Stephan Roelants : j’ai commencé ma carrière dans le “live action” avant d’être débauché par une société luxembourgeoise qui avait un département animation. Moi qui ne voulait plus avoir affaire à des acteurs, ça m’allait bien. J’ai alors créé le Studio 352.

Tu es à la tête à la fois de Studio 352 et de Mélusine Productions, qui sont deux sociétés différentes. Comment s’articulent-elles ?
Stephan Roelants : Mélusine Production développe, finance et gère les projets animés. Le studio fabrique les films. Une quarantaine de personnes y travaillent depuis 23 ans, dont Fabien qui se partage entre les deux.

Que fait un directeur de production au quotidien ?
Fabien Renelli : je gère différents aspects liés aux développements des projets quand on les co-produit. Je travaille à la construction de budget, à la conception d’aides auprès du Film Fund Luxembourg. Je suis aussi au quotidien les projets, je veille au respect du planning, à l’organisation des tâches. Y a une notion de “contremaitre général” objectif des projets.

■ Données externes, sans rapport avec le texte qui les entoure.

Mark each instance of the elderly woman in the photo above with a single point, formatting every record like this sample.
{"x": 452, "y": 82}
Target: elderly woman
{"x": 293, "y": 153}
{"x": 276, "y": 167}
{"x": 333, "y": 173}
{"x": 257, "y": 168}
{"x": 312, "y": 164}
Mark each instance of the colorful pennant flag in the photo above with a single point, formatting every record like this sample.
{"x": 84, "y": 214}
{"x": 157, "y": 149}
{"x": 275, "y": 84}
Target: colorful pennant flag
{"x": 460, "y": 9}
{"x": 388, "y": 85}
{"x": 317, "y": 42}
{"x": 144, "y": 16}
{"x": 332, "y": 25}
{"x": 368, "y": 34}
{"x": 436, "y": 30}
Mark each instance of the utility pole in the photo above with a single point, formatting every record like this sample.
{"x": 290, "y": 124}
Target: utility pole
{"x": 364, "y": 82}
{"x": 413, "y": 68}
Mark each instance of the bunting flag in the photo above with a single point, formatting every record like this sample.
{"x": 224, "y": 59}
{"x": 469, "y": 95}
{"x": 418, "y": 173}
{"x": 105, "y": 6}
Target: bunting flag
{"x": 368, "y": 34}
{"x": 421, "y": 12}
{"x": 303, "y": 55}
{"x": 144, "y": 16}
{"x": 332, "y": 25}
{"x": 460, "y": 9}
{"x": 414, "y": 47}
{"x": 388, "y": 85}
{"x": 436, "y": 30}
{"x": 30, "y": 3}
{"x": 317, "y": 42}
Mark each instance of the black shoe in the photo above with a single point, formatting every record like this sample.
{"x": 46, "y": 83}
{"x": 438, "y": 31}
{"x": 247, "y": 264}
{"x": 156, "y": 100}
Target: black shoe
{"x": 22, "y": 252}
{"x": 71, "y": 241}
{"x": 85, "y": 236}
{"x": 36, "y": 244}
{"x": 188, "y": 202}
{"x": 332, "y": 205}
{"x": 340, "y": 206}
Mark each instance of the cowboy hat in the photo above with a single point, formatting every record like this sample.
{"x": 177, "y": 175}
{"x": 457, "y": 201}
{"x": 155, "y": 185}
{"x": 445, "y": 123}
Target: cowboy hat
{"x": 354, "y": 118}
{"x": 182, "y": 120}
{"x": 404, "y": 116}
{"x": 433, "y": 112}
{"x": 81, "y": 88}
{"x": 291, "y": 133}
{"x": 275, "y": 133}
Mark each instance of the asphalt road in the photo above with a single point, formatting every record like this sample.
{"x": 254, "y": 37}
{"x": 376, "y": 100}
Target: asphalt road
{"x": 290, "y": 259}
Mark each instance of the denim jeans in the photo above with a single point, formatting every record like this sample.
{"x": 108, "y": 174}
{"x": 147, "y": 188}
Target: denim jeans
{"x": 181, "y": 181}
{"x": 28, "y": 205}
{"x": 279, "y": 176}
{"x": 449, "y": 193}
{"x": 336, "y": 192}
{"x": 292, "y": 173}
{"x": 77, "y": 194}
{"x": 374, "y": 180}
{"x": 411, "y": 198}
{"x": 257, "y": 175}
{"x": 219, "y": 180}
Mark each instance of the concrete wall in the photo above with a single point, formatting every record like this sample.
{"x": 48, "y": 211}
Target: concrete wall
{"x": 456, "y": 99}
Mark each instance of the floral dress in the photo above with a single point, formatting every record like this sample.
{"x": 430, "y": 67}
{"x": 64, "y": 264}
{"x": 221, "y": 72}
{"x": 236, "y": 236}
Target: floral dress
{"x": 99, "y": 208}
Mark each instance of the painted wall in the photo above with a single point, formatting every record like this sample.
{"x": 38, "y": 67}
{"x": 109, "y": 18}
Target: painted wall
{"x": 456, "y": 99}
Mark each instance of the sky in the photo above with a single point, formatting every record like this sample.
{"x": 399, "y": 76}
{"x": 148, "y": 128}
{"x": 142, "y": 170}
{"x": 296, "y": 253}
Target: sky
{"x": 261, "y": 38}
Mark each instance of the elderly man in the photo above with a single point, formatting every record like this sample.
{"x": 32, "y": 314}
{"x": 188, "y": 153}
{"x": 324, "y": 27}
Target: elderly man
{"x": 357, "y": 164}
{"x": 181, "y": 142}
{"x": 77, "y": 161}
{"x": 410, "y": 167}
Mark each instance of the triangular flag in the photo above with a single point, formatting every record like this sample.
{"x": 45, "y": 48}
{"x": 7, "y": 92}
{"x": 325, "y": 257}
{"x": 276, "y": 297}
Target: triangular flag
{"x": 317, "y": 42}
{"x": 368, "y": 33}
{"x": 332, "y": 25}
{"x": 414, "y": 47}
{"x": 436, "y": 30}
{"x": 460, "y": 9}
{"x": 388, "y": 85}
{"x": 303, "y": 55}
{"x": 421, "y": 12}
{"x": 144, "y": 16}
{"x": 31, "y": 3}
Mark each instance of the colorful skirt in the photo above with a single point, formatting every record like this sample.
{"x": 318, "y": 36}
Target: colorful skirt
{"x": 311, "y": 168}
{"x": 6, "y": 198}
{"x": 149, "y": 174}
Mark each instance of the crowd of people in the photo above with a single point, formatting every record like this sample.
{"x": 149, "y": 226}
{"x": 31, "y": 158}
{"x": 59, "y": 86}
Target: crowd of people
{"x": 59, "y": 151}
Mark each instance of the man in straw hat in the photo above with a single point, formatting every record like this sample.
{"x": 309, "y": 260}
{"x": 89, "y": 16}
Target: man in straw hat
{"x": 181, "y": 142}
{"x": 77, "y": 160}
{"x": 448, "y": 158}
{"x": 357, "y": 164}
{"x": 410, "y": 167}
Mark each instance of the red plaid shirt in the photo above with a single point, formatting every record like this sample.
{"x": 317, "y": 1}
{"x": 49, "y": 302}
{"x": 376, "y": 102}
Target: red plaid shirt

Pour être concret : quand Tomm Moore développe un projet avec Cartoon Saloon, il vient vous chercher ? A la fois pour les financements et pour l’aspect technique ?
Stephan Roelants : on a un profil de co-producteur. On a eu deux existences : on a d’abord fait beaucoup de sous-traitance pour les américains pendant 7-8 ans. On a réinvesti les marges dégagées dans des co-productions européennes qu’on voulait les plus qualitatives possibles. L’idée était d’enchainer sur des projets de longs métrages plus ambitieux. J’ai fait des marchés pour nous faire connaitre, co-produire, aider à la finalisation des films.
Maintenant, on a une petite réputation de fiabilité. On termine les films dans les temps avec la qualité requise. Inévitablement, Tomm Moore ou Didier Brunner viennent nous voir dès qu’ils ont un projet.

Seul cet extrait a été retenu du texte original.